Canada ended air strikes in Iraq and Syria in mid-February, fulfilling a campaign promise made by Prime Minister Justin Trudeau and his Liberal party, and bolstered its training mission of Kurdish forces in northern Iraq.

Canada is also continuing to assist the international coalition fighting ISIL with air-to-air refuelling and aerial surveillance and reconnaissance.

Thomas Juneau, an assistant professor of public and international relations at the University of Ottawa, said Canadian troops wearing the Kurdish flag “is a pretty marginal issue”.

But he said it raises a larger question about Canada’s short- and long-term goals in Iraq.


READ MORE: Canada to end bombing missions in Iraq and Syria


Canada does not support the prospect of an independent Kurdistan and wants Kurds to reintegrate into the politics of Iraq more generally, Juneau told Al Jazeera, but at the same time it is strengthening the Kurdistan Regional Government (KRG).

“In the short term, it does make strategic sense to support the KRG because they’re one of the best actors on the ground against the Islamic State,” Juneau said. “But in the long term it doesn’t make sense.”

Still, Juneau said the flag could be strictly operational, as Ottawa has said.

Kurdish forces shot and killed a Canadian soldier in a case of friendly fire in northern Iraq last year, and “as one way to mitigate against the risk of that happening, it’s not a bad idea,” Juneau said.

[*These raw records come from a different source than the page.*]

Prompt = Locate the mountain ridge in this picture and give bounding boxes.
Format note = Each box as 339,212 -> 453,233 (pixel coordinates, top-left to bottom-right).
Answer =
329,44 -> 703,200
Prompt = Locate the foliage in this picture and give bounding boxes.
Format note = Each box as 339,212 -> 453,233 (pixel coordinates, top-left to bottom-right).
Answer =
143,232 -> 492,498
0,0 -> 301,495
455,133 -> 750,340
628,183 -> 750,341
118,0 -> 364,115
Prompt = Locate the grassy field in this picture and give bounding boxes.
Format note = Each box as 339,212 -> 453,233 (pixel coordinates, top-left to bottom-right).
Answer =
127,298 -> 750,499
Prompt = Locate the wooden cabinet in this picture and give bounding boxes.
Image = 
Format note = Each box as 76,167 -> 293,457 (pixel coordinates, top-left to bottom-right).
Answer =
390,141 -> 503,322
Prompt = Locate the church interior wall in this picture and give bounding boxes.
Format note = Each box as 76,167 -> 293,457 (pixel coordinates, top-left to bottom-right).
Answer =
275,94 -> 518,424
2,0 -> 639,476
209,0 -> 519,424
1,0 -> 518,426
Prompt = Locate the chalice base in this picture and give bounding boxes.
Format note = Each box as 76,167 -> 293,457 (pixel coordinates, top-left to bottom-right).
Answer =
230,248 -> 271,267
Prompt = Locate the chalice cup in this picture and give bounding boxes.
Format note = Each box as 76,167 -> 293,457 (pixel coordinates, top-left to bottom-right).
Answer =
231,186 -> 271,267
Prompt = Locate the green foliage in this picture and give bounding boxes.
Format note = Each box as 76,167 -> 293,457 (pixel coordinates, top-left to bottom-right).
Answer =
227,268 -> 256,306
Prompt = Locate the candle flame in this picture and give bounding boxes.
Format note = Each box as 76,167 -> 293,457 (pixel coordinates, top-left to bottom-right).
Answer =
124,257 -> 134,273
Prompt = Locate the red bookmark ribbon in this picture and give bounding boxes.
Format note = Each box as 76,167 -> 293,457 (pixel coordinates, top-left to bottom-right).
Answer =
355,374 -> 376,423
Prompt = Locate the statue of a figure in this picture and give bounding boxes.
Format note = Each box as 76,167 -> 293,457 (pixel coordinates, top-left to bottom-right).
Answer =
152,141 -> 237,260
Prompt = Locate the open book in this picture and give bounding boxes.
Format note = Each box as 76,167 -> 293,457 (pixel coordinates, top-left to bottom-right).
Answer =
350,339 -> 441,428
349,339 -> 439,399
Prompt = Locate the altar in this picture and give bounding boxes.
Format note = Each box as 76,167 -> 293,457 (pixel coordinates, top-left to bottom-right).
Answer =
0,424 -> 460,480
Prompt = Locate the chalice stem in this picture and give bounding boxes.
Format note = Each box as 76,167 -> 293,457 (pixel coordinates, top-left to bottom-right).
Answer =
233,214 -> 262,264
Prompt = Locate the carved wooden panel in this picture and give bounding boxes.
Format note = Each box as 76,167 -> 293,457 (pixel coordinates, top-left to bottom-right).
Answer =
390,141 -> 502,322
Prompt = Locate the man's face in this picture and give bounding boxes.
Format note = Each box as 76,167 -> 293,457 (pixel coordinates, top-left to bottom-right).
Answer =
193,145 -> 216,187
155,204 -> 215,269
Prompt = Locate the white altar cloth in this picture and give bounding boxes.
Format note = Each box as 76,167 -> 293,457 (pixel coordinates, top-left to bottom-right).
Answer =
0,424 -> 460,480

But the flag of Kurdistan is loaded with symbolism, as leaders of the Kurdish national movement first unveiled it in the early 20th century.

“It’s a symbol of Kurdish separatism and therefore the wearers of it would be considered to be associated with it,” Mason told Al Jazeera.

“If Canadian soldiers are wearing this flag, then it certainly gives the impression that Canada supports this.”